What can make the diaphragm restricted in its function?

There are a range of health conditions affecting or involving the diaphragm, but here are the main reasons that we see restricted function in our clinic:

  • stress
  • spending many hours in sitting position
  • lack of regular fitness activity.


How does restricted diaphragm affect the body?

As we can see above, the diaphragm is quite important and interacts with many other structures. Here are some examples of how diaphragm can affect our body:

  • Neck pain: spending most of the day in a sitting position affects our posture and way of breathing. Because the diaphragm is ‘’squashed’’ our neck muscles start to work harder to help ribs moving up and down while breathing. If done repeatedly we can create a muscle imbalance between diaphragm and neck muscles, where the diaphragm does not work to its full capacity and the neck muscles do more work then they are supposed to.
  • Pain between shoulder blades: usually occurs after intense activities. As we already know, the diaphragm is attached to your ribs so affects their freedom of movement while breathing. When we go for a run our diaphragm is ‘’locked’’ which makes our ribs unable to move in full range of motion. Also, the diaphragm itself is asked to perform with much more effort than it is used to.
  • Shoulder pain: as we already know, tension of the diaphragm affects the position and movements of our ribs, and movement of our ribs affect the movement of our shoulder blades. Shoulder blades are a direct connection between the arm and trunk by something called a ‘floating joint’, which is nothing else than shoulder blade grinding on ribs. If the ribs are not able to move freely and their neutral position is changed, that will automatically affect the shoulder blades in their freedom of movement. Now, we need our shoulder blades to move freely as they provide freedom of movement to our arms!

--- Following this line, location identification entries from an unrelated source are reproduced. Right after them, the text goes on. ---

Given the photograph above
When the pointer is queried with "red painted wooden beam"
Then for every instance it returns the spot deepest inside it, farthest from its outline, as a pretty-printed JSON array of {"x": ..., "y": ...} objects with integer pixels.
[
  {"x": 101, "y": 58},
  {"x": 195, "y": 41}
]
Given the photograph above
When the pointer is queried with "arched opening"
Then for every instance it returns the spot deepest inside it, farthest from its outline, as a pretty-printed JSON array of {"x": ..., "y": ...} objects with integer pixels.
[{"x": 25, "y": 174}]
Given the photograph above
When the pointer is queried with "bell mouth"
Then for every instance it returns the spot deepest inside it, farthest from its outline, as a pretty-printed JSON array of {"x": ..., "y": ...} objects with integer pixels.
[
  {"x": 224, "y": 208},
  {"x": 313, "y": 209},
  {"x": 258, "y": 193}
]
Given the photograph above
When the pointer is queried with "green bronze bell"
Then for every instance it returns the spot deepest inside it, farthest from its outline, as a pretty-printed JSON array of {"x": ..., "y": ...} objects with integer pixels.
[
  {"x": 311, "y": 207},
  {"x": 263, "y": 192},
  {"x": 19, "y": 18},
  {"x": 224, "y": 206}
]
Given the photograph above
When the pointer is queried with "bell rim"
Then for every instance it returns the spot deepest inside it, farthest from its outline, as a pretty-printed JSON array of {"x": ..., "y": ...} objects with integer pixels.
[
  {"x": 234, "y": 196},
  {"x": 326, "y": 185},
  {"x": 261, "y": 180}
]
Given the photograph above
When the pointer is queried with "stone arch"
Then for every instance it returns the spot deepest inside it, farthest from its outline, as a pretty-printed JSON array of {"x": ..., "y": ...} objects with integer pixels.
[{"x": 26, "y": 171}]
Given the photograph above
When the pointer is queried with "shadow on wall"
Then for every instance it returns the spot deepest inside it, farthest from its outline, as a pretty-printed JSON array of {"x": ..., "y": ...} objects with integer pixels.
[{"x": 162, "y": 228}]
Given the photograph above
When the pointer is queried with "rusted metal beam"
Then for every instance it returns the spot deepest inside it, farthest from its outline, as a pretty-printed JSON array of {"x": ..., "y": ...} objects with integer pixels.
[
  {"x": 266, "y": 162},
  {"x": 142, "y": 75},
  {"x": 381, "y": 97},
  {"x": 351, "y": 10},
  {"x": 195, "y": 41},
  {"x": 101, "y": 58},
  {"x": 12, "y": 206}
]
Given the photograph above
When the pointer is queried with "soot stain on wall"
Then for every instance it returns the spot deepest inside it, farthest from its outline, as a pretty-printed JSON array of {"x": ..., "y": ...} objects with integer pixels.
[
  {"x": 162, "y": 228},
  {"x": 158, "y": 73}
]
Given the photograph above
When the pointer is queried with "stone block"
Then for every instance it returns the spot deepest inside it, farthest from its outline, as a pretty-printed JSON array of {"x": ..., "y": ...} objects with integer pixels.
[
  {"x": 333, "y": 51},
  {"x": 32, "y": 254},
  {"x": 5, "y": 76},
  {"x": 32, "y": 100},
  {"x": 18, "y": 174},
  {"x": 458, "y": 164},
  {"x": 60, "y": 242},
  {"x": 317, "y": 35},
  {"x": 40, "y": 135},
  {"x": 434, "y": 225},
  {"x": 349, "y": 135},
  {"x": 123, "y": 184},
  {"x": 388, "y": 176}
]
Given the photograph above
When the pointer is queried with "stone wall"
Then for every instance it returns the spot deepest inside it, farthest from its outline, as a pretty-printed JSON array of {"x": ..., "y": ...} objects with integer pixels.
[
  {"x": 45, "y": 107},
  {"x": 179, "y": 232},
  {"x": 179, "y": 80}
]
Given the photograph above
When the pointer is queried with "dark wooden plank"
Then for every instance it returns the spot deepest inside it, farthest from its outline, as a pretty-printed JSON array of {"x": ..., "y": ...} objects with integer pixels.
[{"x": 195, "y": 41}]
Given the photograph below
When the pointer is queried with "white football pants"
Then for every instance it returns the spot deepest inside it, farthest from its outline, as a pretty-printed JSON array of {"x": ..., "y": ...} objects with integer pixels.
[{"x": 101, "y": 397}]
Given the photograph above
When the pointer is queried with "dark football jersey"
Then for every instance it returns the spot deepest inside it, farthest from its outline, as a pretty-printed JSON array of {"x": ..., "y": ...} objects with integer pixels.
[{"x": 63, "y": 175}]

You can imagine that incorrect tension of the diaphragm requires our body to change muscle tension around shoulder blades and then arms. All that cascade of changes creates compensations in our body.
    There is one more reason why diaphragm can cause pain around the shoulder. Nervous system! As I mentioned right in the beginning, the diaphragm has its nerve supply from levels C3-C5. Although our brain is amazing in many ways, it is unfortunately not amazing enough to specifically locate the source of pain if there was no obvious trauma or injury to the area of our body. So that means that any muscle that shares a similar nerve supply may be accused by the brain as a source of the issue and that is where we can start to feel pain.
  • Lower back pain: here things are not as complicated as with referred pain in shoulders. An improperly working diaphragm fails in regulating intra-abdominal pressure, which is a part of spine stabilization during activities. Also, as I mentioned in the beginning of this text, the diaphragm is attached to the lumbar spine, sharing connective tissue with some of the lower back muscles, like quadratus lumborum and psoas. Here we go again – incorrect diaphragm tension -> changed movements around segments of lumbar spine -> compensation from other muscles -> repeating incorrect movement pattern -> pain.


So now when you come to see us here at Oakfield with shoulder, neck, or lower back pain, don’t be surprised if we check your diaphragm!